Однако, одного запаса слов недостаточно. Надо еще знать, что такое слово само по себе, какова его природа; надо уметь различать в нем, помимо основного смысла, еще очень многое.

Смысловые оттенки

У каждого слова имеется определенный смысл, определенное значение. Но вот возьмем ряд слов: лошадь, конь, кобыла, жеребец, мерин, кляча, одер. Все эти слова — «лошадиные»: каждое из них означает лошадь. Но «лошадь» это именно лошадь, а не корова и не овца; кобыла это лошадь-самка; жеребец это лошадь-самец; мерин это холощенный жеребец; конь — в некоторых местностях обозначает то же, что мерин, но чаще обозначает хорошую Лошадь; кляча, одер — дрянная, бессильная лошадь. Мы видим, что у всех этих слов к общему их значению «лошадь» присоединяются еще дополнительные значения. Многие слова могут быть объединены в такие пачки, и писатель должен ясно представлять себе дополнительные значения каждого слова.
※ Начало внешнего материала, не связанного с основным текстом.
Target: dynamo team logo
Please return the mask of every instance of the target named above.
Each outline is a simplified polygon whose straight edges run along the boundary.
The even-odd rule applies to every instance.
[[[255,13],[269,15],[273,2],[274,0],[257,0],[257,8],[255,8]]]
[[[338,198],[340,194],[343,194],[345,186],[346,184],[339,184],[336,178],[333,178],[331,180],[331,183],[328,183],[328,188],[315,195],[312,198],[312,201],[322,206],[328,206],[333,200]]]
Без этого часто выходит либо смысловая путаница, либо неловкость, грубость языка. Мы все знаем, например, слово «конница»; ну, а если бы кто вместо этого слова сказал «лошадница» или «жеребечница»? Вышел бы сущий вздор. Почему? Потому, что в древне-русском языке слова «лошадь» не было, вместо него общим словом был «конь»; в конных же армиях были и жеребцы, и кобылы, и мерины, — нельзя было сказать, что армия сидит непременно на жеребцах; и было выбрано общее слово; затем, когда появилось в русском языке слово «лошадь», слово «конь» получило дополнительное значение хорошей лошади, и этот дополнительный признак оказался очень устойчивым для конной армии, потому что в нее отбирались преимущественно хорошие лошади. И теперь, хотя бы армия сидела на самых дрянных, замо́ренных лошадях, — язык не позволяет нам, мы это ясно чувствуем, сказать иначе, чем «конница».